Los tiempos han cambiado en los últimos veinte años. Ahora la mota está ahí, patente y presente, no es difícil de acceder. De nuevo: hay que armarse de sospecha y actitud. Quizá el Chopo no sea el mejor lugar para conocer la hierba, pero si le vas a entrar ve acompañado por alguien que se mantenga sobrio: unas por otras, para la próxima tu compa puede ser el que fume.
La mota me pareció muy barata (quince pesos el cigarrito), así que sospecho que igual no es muy pura ni potente. Como sea, chill, igual no compres a la desesperada. Hay otras drogas que también se ofrecen a lo largo del mercado, sobre todo en la tarde (mientras más tarde, más extrema se vuelve la experiencia chopera. El mercado se levanta a las 6 de la tarde, pero la onda sigue dando hasta la noche con los más cabrones). Mi consejo: el Chopo no es el mejor lugar para las iniciaciones químicas.
Sigamos. Cuando decidí escribir esto, me puse un objetivo concreto: encontrar una playera de Iron Maiden y preguntar por el precio de los slip-ons edición especial de la banda que sacó Vans hace unos años. (El Chopo ha evolucionado con las tendencias: ahora tiene toda una sección específica para sneakers, botas y todo tipo de calzado de colección).
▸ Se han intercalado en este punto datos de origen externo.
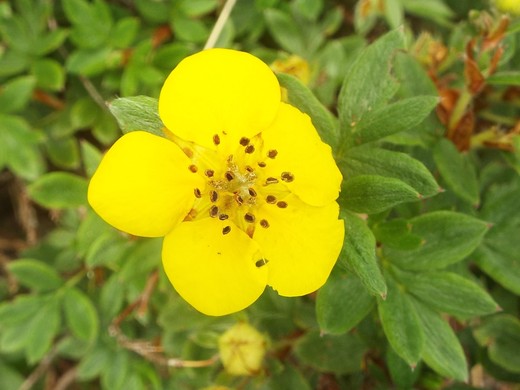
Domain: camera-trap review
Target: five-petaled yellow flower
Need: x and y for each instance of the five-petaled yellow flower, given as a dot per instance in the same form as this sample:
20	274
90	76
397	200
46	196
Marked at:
242	189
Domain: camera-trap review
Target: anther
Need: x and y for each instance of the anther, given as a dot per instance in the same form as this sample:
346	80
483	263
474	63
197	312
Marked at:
249	217
287	177
264	223
213	196
213	211
229	175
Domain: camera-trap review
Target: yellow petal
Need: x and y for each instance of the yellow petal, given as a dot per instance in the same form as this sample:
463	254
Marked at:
301	152
302	243
219	91
143	185
215	273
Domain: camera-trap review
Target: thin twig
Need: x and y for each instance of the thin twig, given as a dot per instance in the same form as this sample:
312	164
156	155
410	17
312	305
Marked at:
219	25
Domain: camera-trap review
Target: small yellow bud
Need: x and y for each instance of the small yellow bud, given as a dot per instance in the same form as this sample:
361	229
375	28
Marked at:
242	349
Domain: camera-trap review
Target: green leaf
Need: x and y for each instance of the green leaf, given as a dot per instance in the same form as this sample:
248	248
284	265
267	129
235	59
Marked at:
285	31
137	113
372	194
327	353
369	85
450	293
448	237
501	334
80	315
59	190
376	161
457	171
442	350
342	303
35	275
15	94
359	254
390	119
302	98
401	324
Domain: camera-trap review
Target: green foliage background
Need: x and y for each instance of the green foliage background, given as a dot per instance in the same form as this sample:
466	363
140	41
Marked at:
429	275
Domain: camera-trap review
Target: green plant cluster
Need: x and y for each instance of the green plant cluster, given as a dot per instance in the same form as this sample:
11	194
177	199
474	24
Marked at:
425	292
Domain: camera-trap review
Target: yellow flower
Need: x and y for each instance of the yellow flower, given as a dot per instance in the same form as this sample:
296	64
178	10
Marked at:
243	189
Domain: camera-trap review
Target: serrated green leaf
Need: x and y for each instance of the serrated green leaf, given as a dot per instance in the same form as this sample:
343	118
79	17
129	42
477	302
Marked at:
457	171
442	350
328	353
358	254
376	161
302	98
369	84
59	190
137	113
448	237
401	323
342	303
80	315
501	334
372	194
450	293
35	275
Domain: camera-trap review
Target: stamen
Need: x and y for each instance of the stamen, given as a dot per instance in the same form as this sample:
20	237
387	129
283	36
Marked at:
264	223
213	211
287	177
249	217
213	196
272	153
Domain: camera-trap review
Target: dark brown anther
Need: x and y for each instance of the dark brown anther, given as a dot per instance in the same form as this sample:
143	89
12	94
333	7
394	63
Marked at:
272	153
287	177
271	199
261	262
249	217
229	175
213	196
213	211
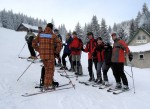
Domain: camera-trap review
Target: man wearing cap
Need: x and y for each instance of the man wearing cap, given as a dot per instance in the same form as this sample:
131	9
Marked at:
56	31
120	49
75	47
44	44
92	57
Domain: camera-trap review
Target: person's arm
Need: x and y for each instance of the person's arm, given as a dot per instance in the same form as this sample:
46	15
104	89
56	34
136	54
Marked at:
58	43
35	43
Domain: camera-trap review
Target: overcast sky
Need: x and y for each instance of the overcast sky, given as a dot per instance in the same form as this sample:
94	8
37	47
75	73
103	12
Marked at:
69	12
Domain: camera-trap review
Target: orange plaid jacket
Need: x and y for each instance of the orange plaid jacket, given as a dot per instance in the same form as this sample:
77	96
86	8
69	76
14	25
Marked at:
47	46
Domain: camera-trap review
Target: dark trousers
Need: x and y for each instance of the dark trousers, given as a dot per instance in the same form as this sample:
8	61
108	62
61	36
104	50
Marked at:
90	65
58	57
64	61
105	69
118	72
31	50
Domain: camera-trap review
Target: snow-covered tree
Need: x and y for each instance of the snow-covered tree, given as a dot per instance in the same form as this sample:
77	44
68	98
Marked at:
104	32
62	31
115	27
95	27
79	30
132	30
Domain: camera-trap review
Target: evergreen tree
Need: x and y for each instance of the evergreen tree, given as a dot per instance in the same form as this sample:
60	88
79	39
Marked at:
115	27
122	34
0	20
95	27
137	20
62	31
132	30
79	31
104	32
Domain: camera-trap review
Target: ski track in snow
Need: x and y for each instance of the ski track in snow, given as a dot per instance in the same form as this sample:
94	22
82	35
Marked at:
83	97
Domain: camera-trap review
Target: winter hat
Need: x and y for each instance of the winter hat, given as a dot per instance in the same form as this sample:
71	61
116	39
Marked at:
55	30
39	27
74	33
114	34
99	38
50	25
89	33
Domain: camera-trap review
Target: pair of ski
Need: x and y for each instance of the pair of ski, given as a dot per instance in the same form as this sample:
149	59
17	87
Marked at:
31	60
60	87
117	91
93	84
69	75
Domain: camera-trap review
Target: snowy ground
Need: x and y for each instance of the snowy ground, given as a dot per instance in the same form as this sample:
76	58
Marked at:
83	97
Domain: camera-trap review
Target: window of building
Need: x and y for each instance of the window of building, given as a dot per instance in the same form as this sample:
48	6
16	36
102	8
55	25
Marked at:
141	56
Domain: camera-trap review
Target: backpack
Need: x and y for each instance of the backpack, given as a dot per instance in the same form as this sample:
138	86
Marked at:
56	84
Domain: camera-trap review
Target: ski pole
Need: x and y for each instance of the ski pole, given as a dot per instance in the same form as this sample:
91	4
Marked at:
27	68
21	50
73	85
76	68
133	79
127	73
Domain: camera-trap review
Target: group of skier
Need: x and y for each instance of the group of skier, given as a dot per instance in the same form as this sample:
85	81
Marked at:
100	53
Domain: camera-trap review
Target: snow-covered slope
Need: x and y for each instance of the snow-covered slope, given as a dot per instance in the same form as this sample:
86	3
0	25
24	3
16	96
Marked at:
83	97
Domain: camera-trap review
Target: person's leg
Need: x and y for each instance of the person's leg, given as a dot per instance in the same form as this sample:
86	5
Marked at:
49	72
32	52
116	74
63	59
122	74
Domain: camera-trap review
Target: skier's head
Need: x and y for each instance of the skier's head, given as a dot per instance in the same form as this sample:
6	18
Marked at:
56	31
99	40
50	25
68	35
90	35
40	29
114	35
74	34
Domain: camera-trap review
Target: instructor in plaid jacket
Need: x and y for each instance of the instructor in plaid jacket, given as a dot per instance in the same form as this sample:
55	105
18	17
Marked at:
47	43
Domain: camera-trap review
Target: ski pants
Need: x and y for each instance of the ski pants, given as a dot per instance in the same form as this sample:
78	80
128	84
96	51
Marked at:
77	63
105	69
49	72
99	68
118	72
90	65
31	49
64	61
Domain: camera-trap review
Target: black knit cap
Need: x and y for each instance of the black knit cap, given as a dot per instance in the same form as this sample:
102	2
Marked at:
50	25
55	30
99	38
89	33
75	33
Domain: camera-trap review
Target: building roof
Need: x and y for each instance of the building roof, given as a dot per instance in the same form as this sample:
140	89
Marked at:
30	26
139	29
140	48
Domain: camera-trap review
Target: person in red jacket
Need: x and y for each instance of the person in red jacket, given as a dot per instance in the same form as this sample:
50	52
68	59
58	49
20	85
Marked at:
76	46
100	59
92	58
119	50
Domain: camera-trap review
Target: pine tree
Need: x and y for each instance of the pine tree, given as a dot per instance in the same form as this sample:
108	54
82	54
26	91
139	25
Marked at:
79	31
122	34
132	30
95	27
104	32
115	27
0	20
62	31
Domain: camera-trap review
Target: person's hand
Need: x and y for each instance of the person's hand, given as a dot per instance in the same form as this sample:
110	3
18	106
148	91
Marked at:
130	57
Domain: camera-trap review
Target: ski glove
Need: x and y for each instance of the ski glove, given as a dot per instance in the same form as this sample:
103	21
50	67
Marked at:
130	57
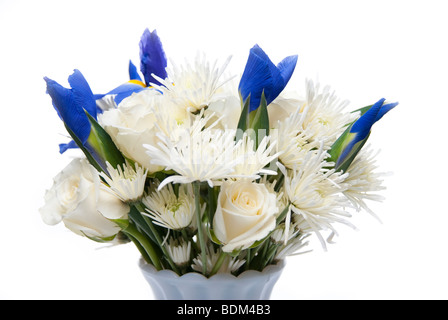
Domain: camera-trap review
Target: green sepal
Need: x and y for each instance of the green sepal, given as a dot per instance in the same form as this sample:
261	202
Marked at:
213	236
349	159
122	223
101	141
243	123
259	120
140	222
337	147
99	239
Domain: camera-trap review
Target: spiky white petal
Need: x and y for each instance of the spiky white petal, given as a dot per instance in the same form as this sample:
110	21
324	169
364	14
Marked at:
127	182
363	181
315	193
169	210
193	87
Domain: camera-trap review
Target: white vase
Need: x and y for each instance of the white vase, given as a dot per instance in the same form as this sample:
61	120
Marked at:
249	285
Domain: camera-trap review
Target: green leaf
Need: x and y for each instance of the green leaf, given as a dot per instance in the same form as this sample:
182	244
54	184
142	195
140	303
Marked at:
140	222
259	120
348	161
243	123
98	239
101	141
122	223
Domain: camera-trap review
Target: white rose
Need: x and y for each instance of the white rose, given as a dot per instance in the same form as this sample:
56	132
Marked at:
245	213
132	124
78	198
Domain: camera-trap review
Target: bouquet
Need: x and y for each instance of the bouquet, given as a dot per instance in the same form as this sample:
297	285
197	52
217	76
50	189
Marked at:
207	174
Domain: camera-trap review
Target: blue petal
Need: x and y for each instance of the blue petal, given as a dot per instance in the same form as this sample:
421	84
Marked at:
82	92
133	73
360	130
261	75
363	125
70	104
65	146
385	109
152	57
125	90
Soy una fan relativamente nueva de Iron Maiden, la gran banda de heavy metal que me sedujo con su álbum A Matter of Life and Death en 2006. A finales de este año the Irons vienen a México y yo los veré por cuarta vez. Me dije, oye, vamos al Chopo a ver si consigues esa playera de A Matter of Life and Death. Digo why not? Si la voy a encontrar en algún lugar, seguramente será en el Chopo.
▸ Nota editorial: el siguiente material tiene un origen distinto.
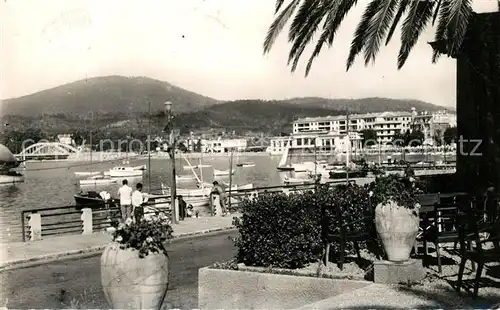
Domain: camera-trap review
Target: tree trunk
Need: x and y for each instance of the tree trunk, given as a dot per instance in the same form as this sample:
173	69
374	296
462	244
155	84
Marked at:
478	104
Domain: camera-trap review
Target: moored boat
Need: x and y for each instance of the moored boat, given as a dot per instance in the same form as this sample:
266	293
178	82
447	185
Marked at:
124	171
223	172
246	164
97	180
86	173
11	177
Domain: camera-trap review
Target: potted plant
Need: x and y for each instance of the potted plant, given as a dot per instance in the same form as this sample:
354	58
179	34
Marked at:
396	215
134	266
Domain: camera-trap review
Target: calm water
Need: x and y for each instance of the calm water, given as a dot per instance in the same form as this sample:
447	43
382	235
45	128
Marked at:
52	184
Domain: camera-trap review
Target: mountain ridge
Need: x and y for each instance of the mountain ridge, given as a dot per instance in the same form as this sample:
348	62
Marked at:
130	95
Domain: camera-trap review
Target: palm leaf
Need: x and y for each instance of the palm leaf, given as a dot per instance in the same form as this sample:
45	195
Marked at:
279	4
436	11
459	13
419	15
359	40
302	39
337	12
278	24
300	21
379	24
403	5
440	35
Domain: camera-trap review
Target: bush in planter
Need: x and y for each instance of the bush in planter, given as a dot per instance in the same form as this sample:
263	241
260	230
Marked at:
279	231
396	214
354	204
135	266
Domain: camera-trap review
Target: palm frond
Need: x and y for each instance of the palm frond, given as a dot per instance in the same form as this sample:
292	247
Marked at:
337	10
440	35
459	13
403	5
418	17
379	24
279	4
301	19
436	11
302	39
278	24
359	40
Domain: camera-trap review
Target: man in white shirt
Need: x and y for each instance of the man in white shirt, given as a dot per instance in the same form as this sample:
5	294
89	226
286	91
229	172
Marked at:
125	194
137	201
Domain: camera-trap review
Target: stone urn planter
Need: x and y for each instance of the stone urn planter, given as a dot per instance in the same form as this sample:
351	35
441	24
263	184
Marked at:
131	282
397	228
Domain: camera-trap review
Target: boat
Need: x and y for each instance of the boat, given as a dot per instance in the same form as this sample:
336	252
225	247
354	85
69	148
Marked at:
86	173
185	178
124	171
11	177
290	180
283	165
97	180
303	167
197	197
246	164
198	166
8	162
223	172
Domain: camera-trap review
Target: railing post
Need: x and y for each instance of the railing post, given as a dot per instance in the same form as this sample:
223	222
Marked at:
35	226
86	221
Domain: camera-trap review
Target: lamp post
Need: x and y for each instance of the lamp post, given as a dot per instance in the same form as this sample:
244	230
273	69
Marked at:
171	152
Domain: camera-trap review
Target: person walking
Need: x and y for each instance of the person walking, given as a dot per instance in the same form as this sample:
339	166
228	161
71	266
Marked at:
125	194
138	200
218	190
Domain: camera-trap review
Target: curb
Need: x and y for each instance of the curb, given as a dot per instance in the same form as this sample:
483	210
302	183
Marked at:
91	251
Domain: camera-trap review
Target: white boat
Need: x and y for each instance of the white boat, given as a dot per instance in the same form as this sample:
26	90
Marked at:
122	171
11	178
140	167
198	166
223	172
97	180
197	197
185	178
86	173
289	180
246	164
302	167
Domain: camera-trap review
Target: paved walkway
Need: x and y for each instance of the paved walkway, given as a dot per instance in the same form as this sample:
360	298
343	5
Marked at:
52	248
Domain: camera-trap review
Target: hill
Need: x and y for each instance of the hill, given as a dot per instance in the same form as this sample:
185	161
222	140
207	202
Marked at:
102	95
367	105
256	115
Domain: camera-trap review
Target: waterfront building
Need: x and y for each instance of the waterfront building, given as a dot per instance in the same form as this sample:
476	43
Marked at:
277	145
223	145
385	124
65	139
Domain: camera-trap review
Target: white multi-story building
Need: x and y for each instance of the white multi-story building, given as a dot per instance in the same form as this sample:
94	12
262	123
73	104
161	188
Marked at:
223	145
385	124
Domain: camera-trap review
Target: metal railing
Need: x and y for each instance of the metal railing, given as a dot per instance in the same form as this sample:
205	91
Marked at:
70	219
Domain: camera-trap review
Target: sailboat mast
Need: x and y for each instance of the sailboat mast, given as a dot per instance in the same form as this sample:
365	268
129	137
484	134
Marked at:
230	177
149	147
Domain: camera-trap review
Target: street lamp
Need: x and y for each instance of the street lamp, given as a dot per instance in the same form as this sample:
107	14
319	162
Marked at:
171	152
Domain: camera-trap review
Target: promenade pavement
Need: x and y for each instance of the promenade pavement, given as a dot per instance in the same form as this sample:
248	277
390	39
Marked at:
18	254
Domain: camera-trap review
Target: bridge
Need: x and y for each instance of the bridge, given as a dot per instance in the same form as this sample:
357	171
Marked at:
47	150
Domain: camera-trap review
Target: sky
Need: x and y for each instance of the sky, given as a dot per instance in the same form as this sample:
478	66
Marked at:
211	47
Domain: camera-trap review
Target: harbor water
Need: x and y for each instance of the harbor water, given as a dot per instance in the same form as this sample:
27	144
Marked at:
53	183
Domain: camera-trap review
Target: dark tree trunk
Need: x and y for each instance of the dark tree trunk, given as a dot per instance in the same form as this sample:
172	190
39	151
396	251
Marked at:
478	104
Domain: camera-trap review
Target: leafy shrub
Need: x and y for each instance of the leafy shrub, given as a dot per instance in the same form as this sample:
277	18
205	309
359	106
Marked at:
352	202
280	231
147	235
399	189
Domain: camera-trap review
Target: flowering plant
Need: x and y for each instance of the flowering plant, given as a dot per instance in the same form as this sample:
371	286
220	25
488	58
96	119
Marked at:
147	235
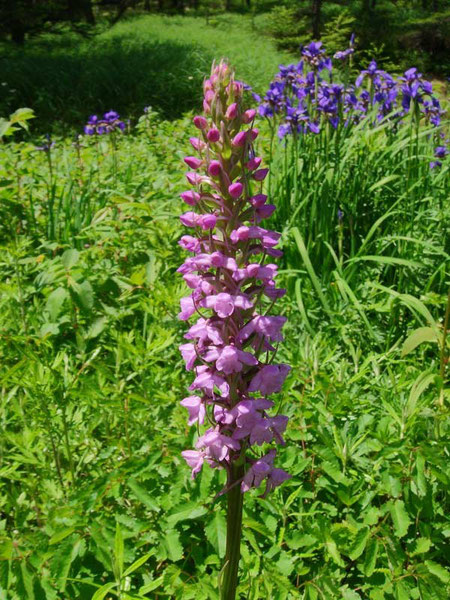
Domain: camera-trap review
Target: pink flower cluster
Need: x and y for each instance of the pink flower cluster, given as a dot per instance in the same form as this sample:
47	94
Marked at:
231	347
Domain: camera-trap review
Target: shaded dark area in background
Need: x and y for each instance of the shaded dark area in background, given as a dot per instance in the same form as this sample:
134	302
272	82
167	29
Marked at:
62	68
67	85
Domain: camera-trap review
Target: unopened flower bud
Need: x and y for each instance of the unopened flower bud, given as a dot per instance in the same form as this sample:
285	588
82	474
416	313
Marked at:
190	197
260	174
239	139
200	122
235	190
197	144
249	115
214	168
193	162
213	135
253	163
231	111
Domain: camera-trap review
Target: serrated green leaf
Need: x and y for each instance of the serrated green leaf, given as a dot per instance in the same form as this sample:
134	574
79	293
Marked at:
60	535
138	563
438	571
421	546
70	258
370	557
6	548
173	545
400	518
101	592
55	302
350	595
64	556
401	591
420	477
142	495
152	585
26	580
359	543
216	532
96	328
118	552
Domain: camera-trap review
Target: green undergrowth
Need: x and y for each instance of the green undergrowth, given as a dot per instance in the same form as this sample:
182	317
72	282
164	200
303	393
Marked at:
95	500
147	60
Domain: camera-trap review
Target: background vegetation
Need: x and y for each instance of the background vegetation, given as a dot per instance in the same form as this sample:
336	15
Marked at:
95	500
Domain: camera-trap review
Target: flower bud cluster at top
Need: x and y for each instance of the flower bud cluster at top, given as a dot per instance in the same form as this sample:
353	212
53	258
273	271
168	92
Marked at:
306	97
110	122
232	344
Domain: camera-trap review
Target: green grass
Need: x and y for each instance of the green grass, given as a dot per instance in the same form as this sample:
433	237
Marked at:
151	60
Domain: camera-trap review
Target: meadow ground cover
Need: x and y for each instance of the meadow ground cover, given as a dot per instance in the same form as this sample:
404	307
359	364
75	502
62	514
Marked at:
95	498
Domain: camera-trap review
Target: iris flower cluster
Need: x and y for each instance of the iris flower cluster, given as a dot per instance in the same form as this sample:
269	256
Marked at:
306	98
232	345
110	122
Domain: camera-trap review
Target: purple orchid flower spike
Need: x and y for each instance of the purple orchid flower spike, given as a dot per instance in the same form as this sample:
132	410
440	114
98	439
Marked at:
230	344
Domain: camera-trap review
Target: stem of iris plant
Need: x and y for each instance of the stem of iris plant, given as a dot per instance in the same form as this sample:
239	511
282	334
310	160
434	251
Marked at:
229	580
A lo largo de la calle de Aldama de la colonia Guerrero, la arteria principal del Chopo, hay puesto tras puesto de camisetas: abundaban las de The Trooper o el Powerslave, icónicas portadas de la trayectoria de Iron Maiden, pero en ninguno encontré la playera que buscaba. A veces hasta los sabios-maestros-Yoda-del-estilo nos decepcionan.
Pero, los dioses nuevos y antiguos bendigan al Chopo, ¡encontré los Vans de Iron Maiden! Me llevé dos pares: unos del disco Killers y unos sk8 old skool altos del Powerslave. Me costaron una lana: dos mil pesos el par (y tuve que regatear).
Una adición interesante en el Chopo para la generación Z y Alfa son los concursos de grafiteros: los artistas urbanos más jóvenes pueden participar creando obras en algunas de las paredes colindantes al tianguis y ganar latas, stencils y demás parafernalia de su arte. No los hay cada fin de semana, pero visitar el mercado con frecuencia ayuda a conocer a la banda y acercarse a la comunidad. Lo recomiendo sobre todo si eres un artista que está empezando. Si ya te crees muy calado, igual acercarte a los nuevos te ayudará a conocer a tu próximo socio para colabs.
Visitar el Chopo es divertidísimo. Deja que los OG de la contracultura te hablen de aquellos buenos tiempos del rock. Igual la humedad no siempre huele tan mal.